Coronaviren würden bei schönem Wetter zerstört

Weiter vertritt Zellweger die Meinung: «Viren mögen keine Sonne und Wind. Da oben, das ist überhaupt kein Problem mit diesen Viren. Es gibt keine Gefahr einer zweiten Welle. Ich kann sie beruhigen.» Was auf andere Virenfamilien zutreffen mag, stimmt bei Sars-Cov-2 nicht. Hierzu schreibt die Weltgesundheitsorganisation (WHO): «Sie können an Covid-19 erkranken, unabhängig davon, wie sonnig oder heiss das Wetter ist.» Schönes Wetter ist also nicht automatisch ein Corona-Killer.

Laut einer neuen Studie eines kanadisch-schweizerischen Forschungsteams wird der Sommer die Übertragung des Coronavirus nicht verlangsamen. Die Forscher fanden keine Hinweise darauf, dass Gebiete mit warmem Wetter im März einen Vorteil gegenüber kälteren Klimazonen hatten.

Die WHO weist auf Länder mit heissem Klima hin, die trotzdem viele Corona-Fälle vermelden. Ein Blick nach Indien zeigt: Es herrschen derzeit Temperaturen über 30 Grad Celsius. Dennoch haben sich über 78'000 Menschen mit dem Virus angesteckt. 2551 sind gestorben.

«Wir hatten gar keine erste Welle!»

Einige von Zellwegers Aussagen grenzen an Verschwörungstheorien. «Wir hatten gar keine erste Welle», sagt er in einem anderen Video, das ebenfalls auf dem Youtube-Kanal des Tourismusunternehmens öffentlich zu sehen ist. Was ist also mit den über 30'000 Infizierten in der Schweiz? Mit den fast 1900 Corona-Toten? Auch Graubünden wurde nicht von der Pandemie verschont.
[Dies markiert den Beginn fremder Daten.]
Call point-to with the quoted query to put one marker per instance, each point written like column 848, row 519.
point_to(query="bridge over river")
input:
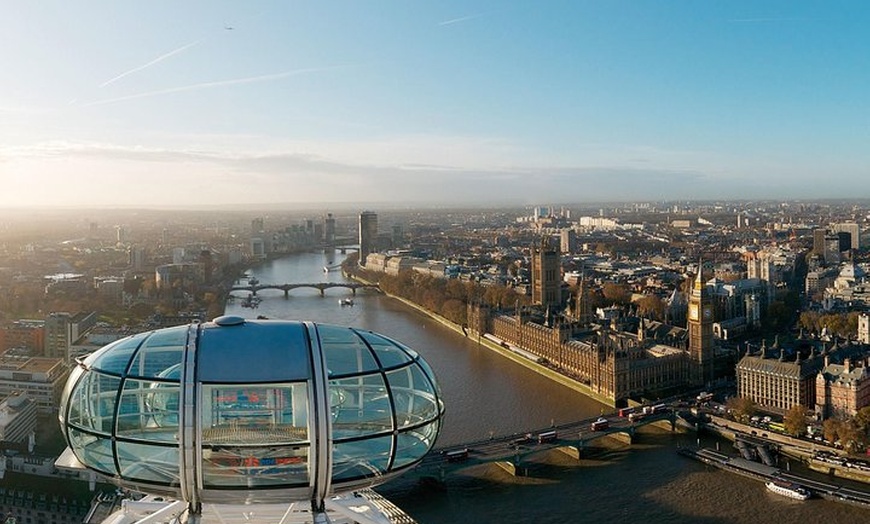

Ausserdem gibt der Arzt den Medien die Schuld: «Was wäre passiert wenn wir in den letzten Monaten diese Medien, diese Internetverbindungen, diese Fernsehsendung nicht gehabt hätten? Ich nehme an, wir wären da weiter Ski gefahren!», sagt er und zeigt auf die Berge. «Man hätte sicher ein paar Patienten gehabt. Man hätte aber nicht die Folgen für Gesundheit und Wirtschaft.»

Dass Skigebiete wie Ischgl (A) ennet der Schweizer Grenze zur Drehscheibe des Virus in ganz Europa wurden, lässt der selbsternannte Experte aus.

Masken seien «nicht sinnvoll»

Laut dem Konsiliararzt sei es «nicht sinnvoll», Masken zu tragen. Es seien Keimschleudern und «man atmet die schlechte Luft wieder ein». Das BAG schreibt dazu: «Wenn Sie zum Beispiel im ÖV den Abstand von 2 Metern zu anderen nicht einhalten können, empfehlen wir Ihnen dringend eine Maske zu tragen.»

Gefragt, ob ein Hotelgast mit dem Coronavirus in Quarantäne soll, antwortet der Arzt, «Nein. Im Normalfall muss das nicht sein, da die meisten keine Symptome haben. Nur ganz wenige werden schwerkrank. Und das sind Leute mit Vorerkrankungen – und das sind ja nicht die normalen Gäste eines Hotelbetriebs.» Auch hier liegt Zellweger laut BAG im Unrecht: «Es gibt Personen mit einer Ansteckung, die gar keine Symptome haben. Sie wissen dann nicht, dass sie angesteckt sind und können deshalb das neue Coronavirus unbemerkt an andere Personen weitergeben.»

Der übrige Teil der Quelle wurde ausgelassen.